Page 194 - A Jacobite Exile
P. 194
"Well, Conrad, if we cannot find this fellow before Ben Soloman comes, I
am with you in the business. I have been working for him on starvation pay
for the last three years, and hate him as much as you can."
When they reached the hut they cooked a meal, and then prepared to keep
alternate watch.
Charlie slept quietly all night, and, in the morning, remained in his hiding
place until he heard, in the distance, the sound of a horse's tread.
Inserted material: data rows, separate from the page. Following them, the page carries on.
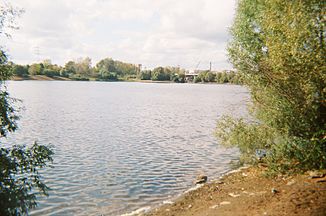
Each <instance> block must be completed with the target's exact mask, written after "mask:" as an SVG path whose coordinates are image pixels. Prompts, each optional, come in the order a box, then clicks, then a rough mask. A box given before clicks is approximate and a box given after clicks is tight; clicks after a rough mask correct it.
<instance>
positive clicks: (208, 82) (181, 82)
mask: <svg viewBox="0 0 326 216" xmlns="http://www.w3.org/2000/svg"><path fill="white" fill-rule="evenodd" d="M9 80H10V81H86V82H139V83H189V84H191V83H194V84H232V85H241V84H240V83H232V82H225V83H218V82H192V81H191V82H173V81H155V80H141V79H127V80H124V79H122V80H95V79H89V80H74V79H70V78H66V77H60V76H53V77H49V76H45V75H32V76H30V75H28V76H24V77H21V76H15V75H13V76H11V77H10V79H9Z"/></svg>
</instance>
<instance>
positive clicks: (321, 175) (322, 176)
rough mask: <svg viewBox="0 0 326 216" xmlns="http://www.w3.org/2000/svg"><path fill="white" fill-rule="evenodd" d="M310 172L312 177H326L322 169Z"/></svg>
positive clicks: (310, 171)
mask: <svg viewBox="0 0 326 216" xmlns="http://www.w3.org/2000/svg"><path fill="white" fill-rule="evenodd" d="M308 174H309V177H310V178H322V177H324V175H325V174H324V173H322V172H320V171H316V170H315V171H309V172H308Z"/></svg>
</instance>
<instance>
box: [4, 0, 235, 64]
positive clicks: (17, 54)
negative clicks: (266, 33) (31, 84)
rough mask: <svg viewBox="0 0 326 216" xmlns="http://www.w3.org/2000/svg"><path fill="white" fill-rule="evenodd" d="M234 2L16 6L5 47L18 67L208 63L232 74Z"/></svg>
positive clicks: (28, 2)
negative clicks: (36, 65) (36, 62)
mask: <svg viewBox="0 0 326 216" xmlns="http://www.w3.org/2000/svg"><path fill="white" fill-rule="evenodd" d="M1 1H2V2H3V1H5V0H0V2H1ZM235 1H236V0H84V1H81V0H28V1H26V0H10V4H12V5H13V6H16V7H19V8H23V9H24V10H25V12H24V13H23V14H22V15H21V16H20V17H19V18H17V19H16V23H17V25H18V26H19V29H18V30H14V31H10V30H8V31H10V33H11V36H12V37H11V38H8V39H7V38H4V37H2V38H1V40H3V41H4V43H1V45H2V44H4V46H5V49H6V50H7V52H8V53H9V56H10V60H11V61H14V62H15V63H18V64H31V63H33V62H39V61H42V60H44V59H51V61H52V63H54V64H59V65H64V64H65V62H68V61H69V60H76V59H78V58H84V57H87V56H88V57H90V58H91V59H92V63H93V65H95V64H96V63H97V62H98V61H99V60H101V59H103V58H106V57H111V58H113V59H114V60H120V61H124V62H129V63H134V64H142V65H143V68H149V69H150V68H154V67H157V66H180V67H182V68H186V69H189V70H191V69H208V68H209V62H212V69H214V70H223V69H231V68H232V66H231V65H230V64H229V63H228V60H227V55H226V45H227V41H228V40H230V35H229V28H230V26H231V24H232V20H233V17H234V13H235V4H236V3H235ZM7 2H8V1H7Z"/></svg>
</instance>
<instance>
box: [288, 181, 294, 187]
mask: <svg viewBox="0 0 326 216" xmlns="http://www.w3.org/2000/svg"><path fill="white" fill-rule="evenodd" d="M294 183H295V181H294V180H291V181H289V182H288V183H286V185H289V186H290V185H293V184H294Z"/></svg>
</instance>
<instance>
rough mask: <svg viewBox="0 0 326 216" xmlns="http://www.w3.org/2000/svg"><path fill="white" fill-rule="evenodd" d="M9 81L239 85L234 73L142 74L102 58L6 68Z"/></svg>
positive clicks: (139, 65) (186, 71)
mask: <svg viewBox="0 0 326 216" xmlns="http://www.w3.org/2000/svg"><path fill="white" fill-rule="evenodd" d="M7 66H8V67H9V70H10V73H11V75H13V77H12V80H76V81H130V82H133V81H136V82H175V83H185V82H188V83H220V84H223V83H232V84H241V77H240V76H239V74H238V73H236V72H234V71H210V70H194V71H192V72H189V71H187V70H185V69H182V68H180V67H156V68H154V69H152V70H142V69H141V65H140V64H139V65H135V64H131V63H124V62H121V61H116V60H113V59H112V58H105V59H102V60H101V61H99V62H98V63H97V64H96V65H95V66H94V67H92V66H91V59H90V58H88V57H86V58H80V59H78V60H76V61H69V62H67V63H66V64H65V65H64V66H59V65H56V64H52V63H51V60H44V61H43V62H40V63H34V64H31V65H19V64H15V63H13V62H9V63H8V64H7Z"/></svg>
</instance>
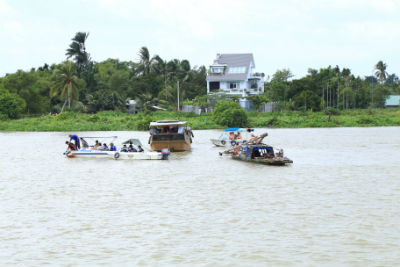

Then he
went out and sat down, leaning against a tree by the side of the path, in an
attitude of exhaustion.
Presently he saw Ben Soloman approaching. He got up feebly, and
staggered a few paces to another tree, farther from the path. He heard an
angry shout, and then Ben Soloman rode up, and, with a torrent of
execrations at the carelessness of the watchers, leapt from his horse and
sprang to seize the fugitive, whom he regarded as incapable of offering the
slightest resistance.
Charlie straightened himself up, as if with an effort, and raised his cudgel.
"I will not be taken alive," he said.
Ben Soloman drew his long knife from his girdle. "Drop that stick," he said,
"or it will be worse for you."
"It cannot be worse than being tortured to death, as you said."
The Jew, with an angry snarl, sprang forward so suddenly and unexpectedly
that he was within the swing of Charlie's cudgel before the latter could
strike. He dropped the weapon at once, and caught the wrist of the uplifted
hand that held the knife.
The Jew gave a cry of astonishment and rage, as they clasped each other,
and he found that, instead of an unresisting victim, he was in a powerful
grasp. For a moment there was a desperate struggle.